I'm not sure I should apologize for a conclusion I don't agree with. Rand thought they had no right to the land but did they deserve to be exterminated? If the answer is yes then in my view that makes her an apologist for the extermination at the very least.

I'm not sure what you're trying to say here. She said they had no property rights to the land, that doesn't mean she supported genocide. I'm not sure why you think it does but you'll need to make that link to support your statement.
 
You're placing your money badly then. She meant exactly what she said, if you were familiar with her work, you'd know that making those kinds of at-the-edge precision statements was her way.



Explain to me why genocide is a greater crime than the murder of the individuals in said genocide.

I’m not sure about needing to know her work more. I read Anthem (as a toe in the water) and it’s pure garbage, to be polite. If the rest of her work is of much higher quality though I’m open to giving it a go.

Can you elaborate on your second point? Because you seem to be asking me what’s wrong with being a racist? ...and I’m not sure that’s what you meant.. I.e;
What’s wrong with murdering all the black individuals ???
 
I'm not sure I should apologize for a conclusion I don't agree with. Rand thought they had no right to the land but did they deserve to be exterminated? If the answer is yes then in my view that makes her an apologist for the extermination at the very least.

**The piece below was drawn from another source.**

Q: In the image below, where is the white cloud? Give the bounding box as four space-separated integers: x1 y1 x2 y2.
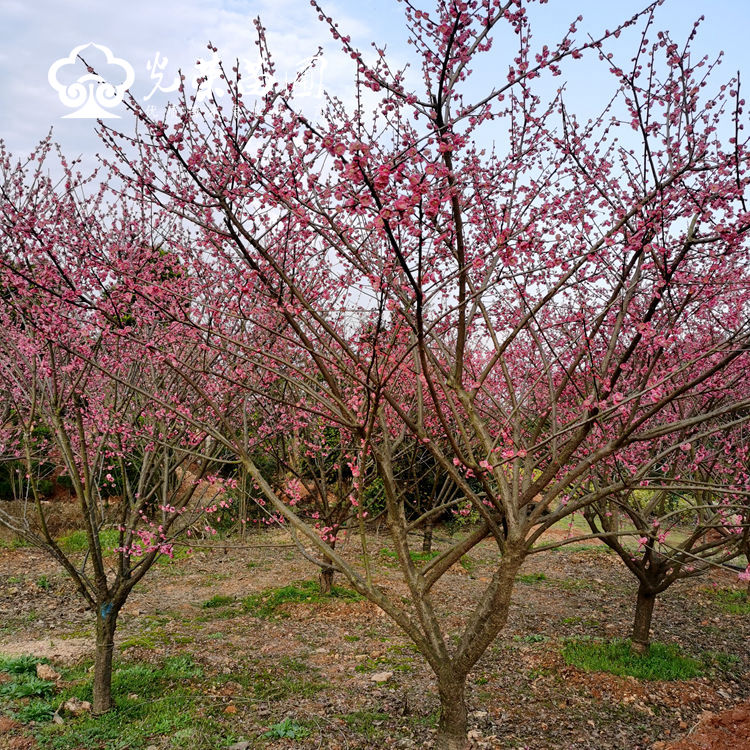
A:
0 0 388 162
1 0 748 168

I'm not sure she wanted to exterminate them, but rather just take their land. I'm not entirely sure how that'd work, but still, I don't think she actively said to kill them.

However, her reason behind it was wrong. She claimed that Native Americans didn't have a right to the land because they hadn't settled it - which isn't right. While many tribes were nomadic, there were settlements created by Native Americans. The most prominent one is from the Pueblos who built a sizeable city in a cliff face. Much of this came from flawed anthropological thinking of the time though and some of the most well-respected anthropologists of the late 1800's and early 1900's often thought native people were "savages" for various reasons. It led to a ton of ethnocentric fieldwork.